Produced by Youmex, animated by Production Reed, and adapted by director Yasushi Murayama and screenwriter Akira Okeya (neither of whom are particularly famous or noteworthy), the one-shot 46-minute OAV was likely made as a promotional vehicle for the book series, as well as to test the waters to see if the show could be made into a larger franchise. Like most OAVs of this era, it didn't really set the world on fire.
The show picks up as Akizuki and Misako are attending a screening of the wedding ceremony of two of their teachers. The screening was organized by their friend Ryoko, the DJ of the school's broadcast club. But before the screening can start, the hall monitors come in and, claiming the tape violates people's privacy, shut down the screening (accidentally breaking the VHS tape in the process).
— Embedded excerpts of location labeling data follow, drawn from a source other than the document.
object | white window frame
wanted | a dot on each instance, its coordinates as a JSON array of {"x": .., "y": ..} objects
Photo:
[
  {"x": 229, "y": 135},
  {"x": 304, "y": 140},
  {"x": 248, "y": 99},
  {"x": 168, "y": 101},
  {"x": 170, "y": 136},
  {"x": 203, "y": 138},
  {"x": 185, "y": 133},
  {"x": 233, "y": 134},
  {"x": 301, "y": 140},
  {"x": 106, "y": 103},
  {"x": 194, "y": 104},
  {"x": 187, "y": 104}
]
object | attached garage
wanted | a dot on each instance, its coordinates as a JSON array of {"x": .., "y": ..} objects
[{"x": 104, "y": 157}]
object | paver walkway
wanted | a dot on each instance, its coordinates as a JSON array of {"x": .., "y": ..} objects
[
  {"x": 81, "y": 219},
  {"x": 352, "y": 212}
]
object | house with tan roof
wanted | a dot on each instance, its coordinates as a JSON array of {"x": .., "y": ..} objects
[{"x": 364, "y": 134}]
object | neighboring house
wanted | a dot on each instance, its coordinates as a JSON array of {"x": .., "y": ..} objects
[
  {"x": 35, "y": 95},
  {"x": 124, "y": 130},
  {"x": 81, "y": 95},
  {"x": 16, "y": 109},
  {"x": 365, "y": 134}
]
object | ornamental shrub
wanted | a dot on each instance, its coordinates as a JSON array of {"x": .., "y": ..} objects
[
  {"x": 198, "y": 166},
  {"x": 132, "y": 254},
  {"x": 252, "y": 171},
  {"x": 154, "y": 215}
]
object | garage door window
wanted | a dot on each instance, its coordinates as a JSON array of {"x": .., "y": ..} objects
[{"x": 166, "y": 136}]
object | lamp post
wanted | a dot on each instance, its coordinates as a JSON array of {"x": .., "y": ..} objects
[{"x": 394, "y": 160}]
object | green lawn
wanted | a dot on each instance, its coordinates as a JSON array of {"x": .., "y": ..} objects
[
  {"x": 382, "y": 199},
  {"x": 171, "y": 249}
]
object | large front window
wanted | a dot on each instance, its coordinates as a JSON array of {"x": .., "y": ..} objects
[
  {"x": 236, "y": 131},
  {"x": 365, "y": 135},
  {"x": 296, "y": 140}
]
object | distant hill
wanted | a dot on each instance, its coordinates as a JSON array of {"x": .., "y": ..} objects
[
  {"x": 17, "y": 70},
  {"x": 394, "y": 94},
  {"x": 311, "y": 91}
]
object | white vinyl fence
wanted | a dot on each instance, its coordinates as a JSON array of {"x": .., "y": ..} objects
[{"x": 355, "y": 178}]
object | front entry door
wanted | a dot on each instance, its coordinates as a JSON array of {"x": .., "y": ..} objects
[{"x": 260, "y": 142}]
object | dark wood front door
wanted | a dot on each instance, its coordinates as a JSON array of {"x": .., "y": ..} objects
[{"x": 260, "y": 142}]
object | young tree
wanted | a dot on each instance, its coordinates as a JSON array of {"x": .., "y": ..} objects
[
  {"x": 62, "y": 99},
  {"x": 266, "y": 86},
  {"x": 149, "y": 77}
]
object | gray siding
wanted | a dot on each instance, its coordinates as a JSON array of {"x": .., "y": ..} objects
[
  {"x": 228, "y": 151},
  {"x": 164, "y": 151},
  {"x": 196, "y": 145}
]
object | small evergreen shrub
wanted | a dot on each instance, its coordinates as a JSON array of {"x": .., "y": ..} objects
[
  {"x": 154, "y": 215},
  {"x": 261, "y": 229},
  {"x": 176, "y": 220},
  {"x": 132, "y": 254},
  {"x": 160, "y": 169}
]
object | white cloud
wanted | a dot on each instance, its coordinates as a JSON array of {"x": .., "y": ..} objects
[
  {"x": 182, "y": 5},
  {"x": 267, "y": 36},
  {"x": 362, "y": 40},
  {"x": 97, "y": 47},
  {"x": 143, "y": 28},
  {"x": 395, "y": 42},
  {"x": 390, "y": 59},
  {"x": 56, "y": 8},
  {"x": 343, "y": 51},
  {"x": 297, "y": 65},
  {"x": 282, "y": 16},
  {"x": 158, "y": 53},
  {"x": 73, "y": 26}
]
A short time later, her new boyfriend Kenichi comes to Akizuki claiming the girl has gone missing, and was possibly kidnapped. Then the broadcast club gets an ominous letter, from a dead former member of the club, claiming to have killed her.
Fingers immediately point to Keiko, the unpopular head of the hall monitors, but there are any number of shadowy corners of the school to poke around. Akizuki and Misako explore all the gossip and rumor, trying to figure out who might be behind the letter, and behind Ryoko's disappearance. Despite the sometimes heavy themes, the whole thing is very screwball comedy, which made me wonder if The Thin Man movies of the 1930s were popular in Japan.
I do the show no favors by comparing it to The Thin Man. While those movies are cinema classics, the craftsmanship behind After School Tinker Bell, between the storytelling and the animation, are all decidedly mediocre. The art quality and designs just scream "early 90s," from Ryoko's giant pony tail to Kenichi's garish pink-and-yellow wardrobe. The animation is unremarkable, and essentially high-end TV quality for the era.
That aside, the interplay between Akizuki and Misako is fun, and is unmistakably the highlight of the franchise. For all the horrors going on around them, the two keep things light, and make the drudgery of school and mystery solving a fun affair. There is little going on in After School Tinker Bell that wouldn't charitably be described as pablum, but it's a fun little OAV nonetheless.
Japanese Name: 放課後のティンカー・ベル (Hōkago no Tinker Bell)
Media Type: OAV
Length: 46 min.
Genres: Shoujo, mystery, action
Availability (Japan): Laserdisc and VHS releases are out there, but no DVD anywhere.
Availability (English): Just fansubs.